Transport minister James Macharia puts KQ bosses on notice

Mr Mbuvi Ngunze, Kenya Airways CEO (right) and Mr Titus Naikuni, former Kenya Airways boss. PHOTO | FILE

What you need to know:

  • Deloitte report mentions tens of individuals -- current and former KQ employees and third parties -- deemed to have aided the airline’s descent into a financial abyss, either through negligence, abuse of power or theft.
  • Some of the well-known individuals named in the over 1,000 page report include former KQ chief executive Titus Naikuni and his successor, Mbuvi Ngunze.

Transport secretary James Macharia on Wednesday promised tough action against top Kenya Airways officials named by consulting firm Deloitte as being responsible for the airline’s troubles.

Mr Macharia said a Cabinet sub-committee, comprising his Industrialisation and Treasury counterparts, the Attorney-General and himself, is studying the report to determine who to investigate, reprimand, sack or prosecute.

“After three weeks or so, we shall begin taking action based on the findings and recommendations of the audit report,” he said.

“Anybody found culpable shall be held to account. Based on the nature of the findings, we shall take appropriate actions. We could see some people leave the company while others could end up in court.”

The report mentions tens of individuals -- current and former KQ employees and third parties (including companies) -- deemed to have aided the airline’s descent into a financial abyss, either through negligence, abuse of power or theft.

Deloitte’s historical investigation interrogated several KQ units including ticketing, procurement, aircraft purchase and maintenance, the airline’s handling of the repatriation of offshore blocked funds as well as foreign exchange accounts.

Some of the well-known individuals named in the over 1,000 page report include former KQ chief executive Titus Naikuni and his successor, Mbuvi Ngunze.

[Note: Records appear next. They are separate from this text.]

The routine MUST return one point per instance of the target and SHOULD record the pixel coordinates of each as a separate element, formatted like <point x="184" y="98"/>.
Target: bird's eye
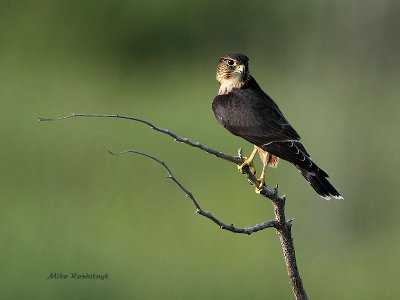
<point x="230" y="62"/>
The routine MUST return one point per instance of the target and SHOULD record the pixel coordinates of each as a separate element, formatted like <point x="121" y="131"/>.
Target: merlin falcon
<point x="245" y="110"/>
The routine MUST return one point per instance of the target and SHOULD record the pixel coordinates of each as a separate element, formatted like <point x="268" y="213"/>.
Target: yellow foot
<point x="248" y="163"/>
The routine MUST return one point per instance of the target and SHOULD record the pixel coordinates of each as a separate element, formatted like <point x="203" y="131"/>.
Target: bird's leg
<point x="248" y="162"/>
<point x="261" y="181"/>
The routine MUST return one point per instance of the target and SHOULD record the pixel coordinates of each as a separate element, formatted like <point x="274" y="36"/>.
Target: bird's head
<point x="232" y="72"/>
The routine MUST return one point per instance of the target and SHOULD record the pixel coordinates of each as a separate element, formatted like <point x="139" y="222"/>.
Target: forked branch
<point x="282" y="226"/>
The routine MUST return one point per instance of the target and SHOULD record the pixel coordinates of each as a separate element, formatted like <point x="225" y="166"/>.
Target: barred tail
<point x="319" y="182"/>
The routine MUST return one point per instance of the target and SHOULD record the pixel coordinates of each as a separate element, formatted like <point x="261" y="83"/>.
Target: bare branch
<point x="282" y="226"/>
<point x="177" y="138"/>
<point x="199" y="210"/>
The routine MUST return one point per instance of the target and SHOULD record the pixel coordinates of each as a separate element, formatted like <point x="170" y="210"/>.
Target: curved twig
<point x="282" y="226"/>
<point x="199" y="210"/>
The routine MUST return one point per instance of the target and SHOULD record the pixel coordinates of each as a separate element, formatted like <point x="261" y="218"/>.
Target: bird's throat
<point x="228" y="85"/>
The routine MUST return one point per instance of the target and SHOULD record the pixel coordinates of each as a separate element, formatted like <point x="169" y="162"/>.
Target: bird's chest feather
<point x="235" y="109"/>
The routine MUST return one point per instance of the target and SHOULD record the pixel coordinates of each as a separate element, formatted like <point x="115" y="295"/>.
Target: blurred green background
<point x="69" y="206"/>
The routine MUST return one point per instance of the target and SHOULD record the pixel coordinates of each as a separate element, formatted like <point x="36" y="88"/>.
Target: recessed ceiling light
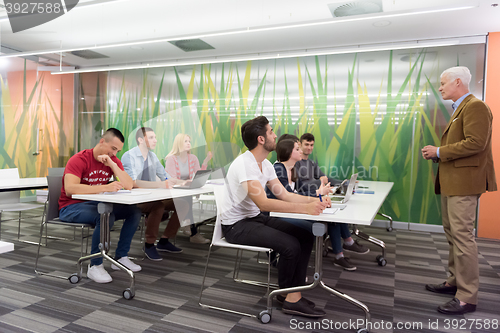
<point x="381" y="23"/>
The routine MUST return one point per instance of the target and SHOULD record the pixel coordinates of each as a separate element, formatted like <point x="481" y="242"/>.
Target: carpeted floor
<point x="167" y="292"/>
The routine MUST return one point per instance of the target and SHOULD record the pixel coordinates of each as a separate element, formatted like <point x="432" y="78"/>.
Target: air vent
<point x="189" y="45"/>
<point x="88" y="54"/>
<point x="355" y="8"/>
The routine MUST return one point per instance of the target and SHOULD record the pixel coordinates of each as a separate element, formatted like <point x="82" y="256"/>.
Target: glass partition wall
<point x="36" y="117"/>
<point x="369" y="112"/>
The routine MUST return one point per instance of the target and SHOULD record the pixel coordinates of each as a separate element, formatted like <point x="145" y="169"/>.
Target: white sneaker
<point x="98" y="274"/>
<point x="125" y="261"/>
<point x="186" y="230"/>
<point x="199" y="239"/>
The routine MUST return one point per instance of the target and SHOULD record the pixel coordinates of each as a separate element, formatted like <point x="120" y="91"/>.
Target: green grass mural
<point x="376" y="132"/>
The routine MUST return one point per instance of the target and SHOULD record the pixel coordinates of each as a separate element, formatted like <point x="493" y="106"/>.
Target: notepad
<point x="118" y="192"/>
<point x="129" y="192"/>
<point x="330" y="210"/>
<point x="359" y="191"/>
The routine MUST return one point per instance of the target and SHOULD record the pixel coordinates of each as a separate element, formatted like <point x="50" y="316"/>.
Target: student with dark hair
<point x="310" y="175"/>
<point x="143" y="166"/>
<point x="243" y="222"/>
<point x="288" y="154"/>
<point x="89" y="172"/>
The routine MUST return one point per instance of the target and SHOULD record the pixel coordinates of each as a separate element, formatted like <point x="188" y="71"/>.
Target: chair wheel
<point x="381" y="260"/>
<point x="74" y="278"/>
<point x="128" y="294"/>
<point x="264" y="316"/>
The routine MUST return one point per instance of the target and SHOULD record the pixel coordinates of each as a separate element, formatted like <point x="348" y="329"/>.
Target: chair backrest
<point x="10" y="196"/>
<point x="9" y="173"/>
<point x="55" y="185"/>
<point x="56" y="171"/>
<point x="219" y="192"/>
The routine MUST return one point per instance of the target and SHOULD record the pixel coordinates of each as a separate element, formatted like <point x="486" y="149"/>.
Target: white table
<point x="20" y="184"/>
<point x="360" y="209"/>
<point x="6" y="247"/>
<point x="23" y="184"/>
<point x="105" y="207"/>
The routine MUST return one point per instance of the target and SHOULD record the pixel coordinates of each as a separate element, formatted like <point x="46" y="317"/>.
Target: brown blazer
<point x="466" y="160"/>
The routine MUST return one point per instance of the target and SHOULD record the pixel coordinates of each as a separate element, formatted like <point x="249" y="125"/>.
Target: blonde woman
<point x="181" y="164"/>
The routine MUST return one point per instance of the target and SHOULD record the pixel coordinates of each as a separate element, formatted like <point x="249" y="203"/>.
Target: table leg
<point x="319" y="229"/>
<point x="380" y="258"/>
<point x="105" y="209"/>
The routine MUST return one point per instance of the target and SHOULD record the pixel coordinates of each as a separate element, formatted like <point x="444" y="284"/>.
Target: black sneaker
<point x="152" y="254"/>
<point x="167" y="247"/>
<point x="281" y="299"/>
<point x="301" y="308"/>
<point x="345" y="263"/>
<point x="356" y="247"/>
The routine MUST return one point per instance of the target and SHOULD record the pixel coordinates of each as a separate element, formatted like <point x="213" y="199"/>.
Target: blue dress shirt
<point x="455" y="105"/>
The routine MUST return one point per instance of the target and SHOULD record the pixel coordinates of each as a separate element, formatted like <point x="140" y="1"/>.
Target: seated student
<point x="288" y="153"/>
<point x="243" y="223"/>
<point x="143" y="166"/>
<point x="310" y="175"/>
<point x="89" y="172"/>
<point x="183" y="165"/>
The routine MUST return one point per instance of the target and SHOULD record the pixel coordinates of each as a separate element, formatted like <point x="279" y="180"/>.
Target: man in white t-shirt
<point x="243" y="222"/>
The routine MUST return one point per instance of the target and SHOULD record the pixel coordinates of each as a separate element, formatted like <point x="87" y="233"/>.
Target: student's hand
<point x="106" y="160"/>
<point x="328" y="201"/>
<point x="113" y="187"/>
<point x="429" y="152"/>
<point x="324" y="189"/>
<point x="208" y="158"/>
<point x="316" y="207"/>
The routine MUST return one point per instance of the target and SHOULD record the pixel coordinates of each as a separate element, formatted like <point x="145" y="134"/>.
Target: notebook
<point x="342" y="199"/>
<point x="199" y="179"/>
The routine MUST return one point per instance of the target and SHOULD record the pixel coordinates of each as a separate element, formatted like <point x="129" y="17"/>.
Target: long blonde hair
<point x="178" y="145"/>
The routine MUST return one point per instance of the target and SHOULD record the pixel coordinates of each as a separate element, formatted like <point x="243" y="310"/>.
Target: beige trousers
<point x="459" y="215"/>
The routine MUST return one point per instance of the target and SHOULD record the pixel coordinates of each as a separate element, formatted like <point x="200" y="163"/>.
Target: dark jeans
<point x="336" y="231"/>
<point x="291" y="242"/>
<point x="86" y="212"/>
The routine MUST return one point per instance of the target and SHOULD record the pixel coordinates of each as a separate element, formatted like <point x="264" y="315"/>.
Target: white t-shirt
<point x="237" y="204"/>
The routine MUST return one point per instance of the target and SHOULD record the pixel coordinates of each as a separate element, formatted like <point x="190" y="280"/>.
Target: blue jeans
<point x="86" y="212"/>
<point x="336" y="231"/>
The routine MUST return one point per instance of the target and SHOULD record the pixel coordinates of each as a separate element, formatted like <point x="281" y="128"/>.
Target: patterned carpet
<point x="167" y="292"/>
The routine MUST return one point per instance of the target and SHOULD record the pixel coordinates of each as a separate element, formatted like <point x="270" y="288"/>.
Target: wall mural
<point x="368" y="119"/>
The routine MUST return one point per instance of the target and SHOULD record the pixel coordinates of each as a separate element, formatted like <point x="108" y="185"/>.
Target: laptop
<point x="218" y="173"/>
<point x="199" y="179"/>
<point x="342" y="199"/>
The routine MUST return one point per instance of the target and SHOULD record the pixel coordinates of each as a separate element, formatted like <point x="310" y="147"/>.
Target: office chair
<point x="11" y="201"/>
<point x="218" y="240"/>
<point x="51" y="216"/>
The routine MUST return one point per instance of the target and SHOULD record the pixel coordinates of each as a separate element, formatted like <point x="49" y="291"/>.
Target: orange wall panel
<point x="489" y="217"/>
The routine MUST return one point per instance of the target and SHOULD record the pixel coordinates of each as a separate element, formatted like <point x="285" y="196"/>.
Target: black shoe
<point x="301" y="308"/>
<point x="441" y="288"/>
<point x="453" y="307"/>
<point x="356" y="248"/>
<point x="281" y="299"/>
<point x="345" y="263"/>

Mr Naikuni led the management team that Deloitte says could have used “undue pressure” to aid the purchase of two Boeing aircraft from KLM Dutch Airlines between 2004 and 2005 for Sh2 billion. The planes were later sold for Sh210 million.

The auditors found a paper trail indicating that the former CEO was to receive a “charity credit” of $35,000 while double that amount was to be made available to KQ.

Deloitte says it did not investigate these two payments since they were “not in scope” but recommended that the transactions be investigated further to determine how the money was used.

“The email trail further revealed that on December 15, 2004, Mr Chris Smyth (the KQ finance director at the time) informed Mr Naikuni that the charity credit of $35 000 was available for Mr Naikuni to spend,” the report says.

Deloitte has also recommended that disciplinary action be taken against Mr Ngunze for failing “to exercise due care and diligence” when he approved an account opening letter with Dubai Bank.”

Mr Mbuvi, who took over from Mr Naikuni in November 2014, was found to have approved a bank guarantee of Sh665.9 million, which was Sh155.9 million above the amount approved by the board.

“The losses to KQ emanating from Mr Ngunze’s actions were; $350,000 being fees paid to Dubai Bank that resulted in a loss of $140,000 being excess payment,” the report says.

The airline’s head of marketing is named as having been negligent in issuing purchase orders after receipt of services and without following proper procurement procedures.

This irregularity happened during two Safari Sevens tournaments in September 2014 and October 2015.

Last April, Kenya Airways pilots went on strike for a day demanding comprehensive management changes at KQ, saying the team was responsible for persistent losses at the public listed company.

The industrial action forced the cancellation about 25 flights and only ended when negotiations with Mr Macharia saw several managers either asked to exit the company or got suspended.

To calm down the pilots,Mr Macharia had at the time promised that more heads would roll once Deloitte’s forensic report was out.
The pilots have now renewed their demand to have more KQ managers leave the company.

The pilots, through the Kenya Airline Pilots Association (Kalpa), accuse the KQ top brass of mismanaging the public-listed firm, which posted a record net loss of Sh26.2 billion for the year ended March 2016.

The union on Tuesday issued a seven-day strike notice calling for the resignation of the duo, failure to which they promise to ground KQ’s approximately 36 aircraft.

Mr Macharia says the government has opened talks with the pilots following their notice, saying he is “hopeful that the ongoing engagements will have positive results in the short-term.”